Boulder River Wilderness

Posted by on Apr 23, 2014

Prologue. Earth Day 2014. Dr. Bill Wulsin and I left Seattle intent on following up on our acupuncture response efforts at the Oso Fire Station which we had coordinated since the epic disaster of March 22, 2014. (My previous blog post regarding the utility of acupuncture at alleviating traumatic stress and bringing hope to the world can be found here.) In the corner of our minds, each of us entertained the fantasy of offering an acupuncture treatment to President Obama on his visit to Oso.

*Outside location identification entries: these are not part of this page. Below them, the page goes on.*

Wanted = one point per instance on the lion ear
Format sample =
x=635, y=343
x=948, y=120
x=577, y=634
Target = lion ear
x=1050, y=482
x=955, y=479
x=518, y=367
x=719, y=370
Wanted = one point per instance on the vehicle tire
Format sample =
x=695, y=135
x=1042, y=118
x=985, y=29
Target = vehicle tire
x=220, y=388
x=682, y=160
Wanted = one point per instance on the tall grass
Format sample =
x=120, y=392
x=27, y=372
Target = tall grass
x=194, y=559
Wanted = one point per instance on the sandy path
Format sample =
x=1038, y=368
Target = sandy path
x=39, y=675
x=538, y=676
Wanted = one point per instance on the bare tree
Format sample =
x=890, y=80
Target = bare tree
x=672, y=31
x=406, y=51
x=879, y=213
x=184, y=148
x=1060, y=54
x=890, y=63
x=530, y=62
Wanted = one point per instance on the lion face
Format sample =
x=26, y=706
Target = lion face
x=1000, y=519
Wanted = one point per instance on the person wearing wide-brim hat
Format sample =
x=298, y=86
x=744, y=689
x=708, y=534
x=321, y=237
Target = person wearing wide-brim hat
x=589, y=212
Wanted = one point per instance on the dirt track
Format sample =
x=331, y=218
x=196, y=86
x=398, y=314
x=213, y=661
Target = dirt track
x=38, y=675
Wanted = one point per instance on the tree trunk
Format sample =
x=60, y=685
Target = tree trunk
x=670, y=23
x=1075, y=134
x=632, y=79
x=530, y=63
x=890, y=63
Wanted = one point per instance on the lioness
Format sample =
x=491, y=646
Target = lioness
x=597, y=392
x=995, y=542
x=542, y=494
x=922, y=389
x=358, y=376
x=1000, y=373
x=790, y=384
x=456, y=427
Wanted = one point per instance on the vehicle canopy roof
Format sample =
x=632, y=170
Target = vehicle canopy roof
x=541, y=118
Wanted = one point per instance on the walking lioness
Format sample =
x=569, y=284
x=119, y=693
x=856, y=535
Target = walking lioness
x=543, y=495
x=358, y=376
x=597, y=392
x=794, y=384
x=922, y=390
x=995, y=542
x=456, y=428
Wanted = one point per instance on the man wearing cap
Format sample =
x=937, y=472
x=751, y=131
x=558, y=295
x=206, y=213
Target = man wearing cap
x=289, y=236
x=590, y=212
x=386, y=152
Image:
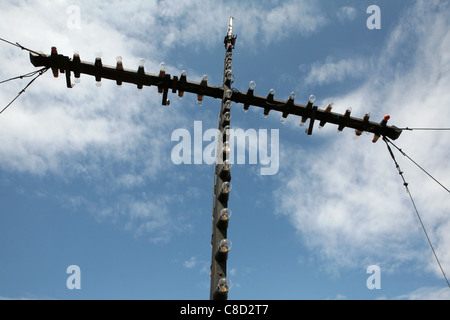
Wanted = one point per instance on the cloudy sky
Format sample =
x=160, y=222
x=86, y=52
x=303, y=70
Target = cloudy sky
x=87, y=176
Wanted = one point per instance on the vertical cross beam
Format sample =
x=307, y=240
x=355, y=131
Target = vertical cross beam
x=220, y=244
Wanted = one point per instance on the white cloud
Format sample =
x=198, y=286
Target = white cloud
x=346, y=199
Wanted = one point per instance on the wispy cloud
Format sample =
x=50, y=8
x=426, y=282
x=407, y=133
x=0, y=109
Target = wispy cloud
x=332, y=71
x=353, y=208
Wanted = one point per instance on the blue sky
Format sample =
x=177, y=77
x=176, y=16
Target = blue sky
x=87, y=177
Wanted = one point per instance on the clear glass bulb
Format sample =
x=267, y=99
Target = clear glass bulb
x=225, y=214
x=225, y=245
x=224, y=285
x=226, y=187
x=227, y=164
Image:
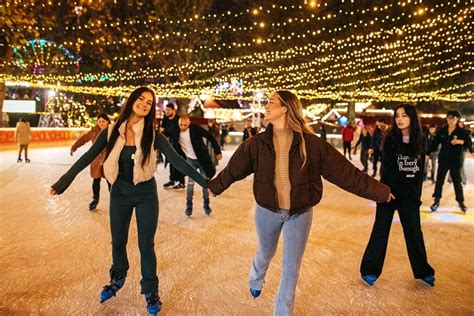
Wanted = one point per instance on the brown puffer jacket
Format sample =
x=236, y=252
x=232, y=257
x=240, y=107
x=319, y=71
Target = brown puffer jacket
x=257, y=155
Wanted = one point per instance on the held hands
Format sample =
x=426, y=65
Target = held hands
x=457, y=142
x=390, y=197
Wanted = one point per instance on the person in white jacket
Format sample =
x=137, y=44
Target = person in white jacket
x=23, y=137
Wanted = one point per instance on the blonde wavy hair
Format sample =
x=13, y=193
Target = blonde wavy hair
x=295, y=118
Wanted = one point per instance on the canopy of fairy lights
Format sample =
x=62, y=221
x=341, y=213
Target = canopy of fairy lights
x=402, y=51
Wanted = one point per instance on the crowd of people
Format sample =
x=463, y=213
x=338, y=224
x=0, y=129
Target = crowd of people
x=288, y=161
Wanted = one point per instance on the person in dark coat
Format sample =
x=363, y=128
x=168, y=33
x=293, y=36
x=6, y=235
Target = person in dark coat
x=364, y=141
x=403, y=158
x=191, y=141
x=170, y=128
x=454, y=140
x=288, y=162
x=97, y=169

With the many global conflicts, economic challenges, and human rights conflicts happening on his watch, how could he not be a little bit stressed? We figured our chances of getting onto his agenda was about 1 in a million, and probably more than a bit selfish. His visit was for the people directly affected by the tragedy. In any case, we had a plan B which was to hike the Boulder River Wilderness.

We arrived at the station at 8:00 a.m. and preparations for the President were in full swing. We shook hands with the fire chief, Willie Harper, and thanked him for the opportunity to serve the community and then departed to Darrington. Full disclosure is in order here in that Highway 530 East is closed to the public until further notice, requiring a ninety minute detour to Darrington via Highway 20. However, based on our having coordinated a daily medical response offering over 300 free acupuncture treatments to the residents and responders, we were able to obtain a pass to drive through the slide area via a bypass road guarded by state troopers at each end.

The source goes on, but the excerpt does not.